Russian Foreign Minister Sergei Lavrov said today that the West’s attempts to isolate Russia are a “fiasco.” In an appearance at the Federation Council – the country’s Senate – he stressed that the “blitzkrieg of sanctions” against the Russian economy has also failed.

According to Lavrov, the cause of many of the negative processes taking place in the world is the “insatiable desire” of the United States and other countries to “impose their vision on everything.” That is why “in the face of the failure of the counteroffensive by the Ukrainian Armed Forces, the United States has included a new mantra: not to let President Putin win in Ukraine,” the minister denounced. For Lavrov the essence of the “approaches” of the United States does not change: “Forcing its clients in kyiv to die, and to die for the interests of its masters abroad,” trying to undermine Russia’s power. He also said the West has concentrated its “most important anti-Russian energy” on destroying ties between Moscow and its neighbors, the former republics of the USSR.

Lavrov has proclaimed in recent days that 500 years of Western global dominance “are coming to an end.” He believes that the West is trying to exhaust Russia in Ukraine and that if peace talks were to take place then Kiev would have to change its own presidential decree, because a year and a half ago it signed a decree prohibiting any negotiations with the current Russian president, Vladimir Putin.
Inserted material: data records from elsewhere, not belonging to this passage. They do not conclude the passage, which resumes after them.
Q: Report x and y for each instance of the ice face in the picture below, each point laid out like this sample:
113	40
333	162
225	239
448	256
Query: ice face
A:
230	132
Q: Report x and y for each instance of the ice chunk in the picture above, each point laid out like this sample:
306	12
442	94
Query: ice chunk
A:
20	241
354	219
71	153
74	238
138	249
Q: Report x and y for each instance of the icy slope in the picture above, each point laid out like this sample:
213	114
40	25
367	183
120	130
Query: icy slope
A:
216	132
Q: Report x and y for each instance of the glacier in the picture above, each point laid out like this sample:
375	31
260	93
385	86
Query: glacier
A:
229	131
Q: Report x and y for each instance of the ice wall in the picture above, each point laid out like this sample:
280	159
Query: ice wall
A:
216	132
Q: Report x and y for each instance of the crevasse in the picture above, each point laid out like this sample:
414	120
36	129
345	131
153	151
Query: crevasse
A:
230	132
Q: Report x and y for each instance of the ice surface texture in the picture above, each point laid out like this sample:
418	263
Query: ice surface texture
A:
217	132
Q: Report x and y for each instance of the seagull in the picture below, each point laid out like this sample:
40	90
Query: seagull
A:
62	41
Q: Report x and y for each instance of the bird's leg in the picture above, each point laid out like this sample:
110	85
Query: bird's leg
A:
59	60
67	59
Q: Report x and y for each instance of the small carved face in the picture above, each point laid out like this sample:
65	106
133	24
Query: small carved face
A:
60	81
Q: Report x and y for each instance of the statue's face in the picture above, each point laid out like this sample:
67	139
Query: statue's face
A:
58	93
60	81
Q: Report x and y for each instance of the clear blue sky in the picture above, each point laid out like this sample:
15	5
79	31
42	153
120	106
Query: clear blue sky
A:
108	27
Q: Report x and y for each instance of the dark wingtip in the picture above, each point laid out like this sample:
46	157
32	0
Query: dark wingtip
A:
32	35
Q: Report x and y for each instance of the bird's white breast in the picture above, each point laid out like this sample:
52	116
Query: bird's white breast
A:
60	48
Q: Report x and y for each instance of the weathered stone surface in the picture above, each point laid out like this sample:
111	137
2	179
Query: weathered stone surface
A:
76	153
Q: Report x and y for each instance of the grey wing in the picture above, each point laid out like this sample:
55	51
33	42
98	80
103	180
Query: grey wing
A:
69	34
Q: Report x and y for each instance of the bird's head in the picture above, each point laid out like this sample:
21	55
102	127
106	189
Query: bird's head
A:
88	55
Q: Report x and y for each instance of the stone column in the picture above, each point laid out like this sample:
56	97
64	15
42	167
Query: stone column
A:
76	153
Moscow speaks in a more emboldened tone these days, as Ukraine struggles to advance in the south, hold out in the east and secure more military aid from the West. This week Putin said that Ukraine and its allies “have no future, and we do.” Lavrov has spoken these days about an eventual negotiation in the face of the apparent stagnation of the Ukrainian counteroffensive. He noted that “it is up to the Ukrainians to recognize how deep they are in the hole that the Americans put them in,” in this war. The head of Russian diplomacy regretted that “the West has ignored everything that happened in Ukraine before February 2022.” “I am not a hypocrite, and neither is Russia,” he stressed.

Lavrov is convinced that Russia “has become stronger due to the conflict in Ukraine, just as it has become stronger by defeating Napoleon and Hitler.” And the “hybrid war of the West against Russia”, based on the “cancellation of Russian culture”, can do nothing against this.

Asked if Russia wants Trump to win the US elections, Lavrov said he would not like to “get into this” because “their elections are their business.”

He also talked about the Middle East. He insisted that it is not acceptable for Israel to use the Hamas attack of October 7 as justification for the collective punishment of the Palestinian people. And he called for international oversight on the ground in Gaza. President Putin has repeatedly blamed the war between Israel and Hamas on the failure of years of American diplomacy: “We have told Israel for many years that the most dangerous factor in the Middle East is the unresolved status of the Palestinian state.”

This Wednesday, Lavrov demanded that the United Nations hold an international conference to find a way to solve the Palestinian-Israeli conflict “forever.” “The only way to solve this problem fairly and forever is to hold an international conference in which, of course, all the permanent members of the UN Security Council participate: the United States, Russia, China, France and the United Kingdom. “said the Russian minister.

Lavrov’s call came a day after the UN General Assembly approved a new resolution calling for a ceasefire in the Gaza Strip, and days after the United States vetoed a draft resolution before the UN Security Council. UN to demand a ceasefire in Gaza after Guterres invoked Article 99 of the UN Charter, thus warning of the situation in the Middle East.

At the same time, Lavrov stressed that “Russian-Chinese relations of global partnership and strategic interaction are experiencing the best moment in their history.” The harmony between Moscow and Beijing in foreign policy, he added, “plays an increasingly stabilizing role in the international arena.”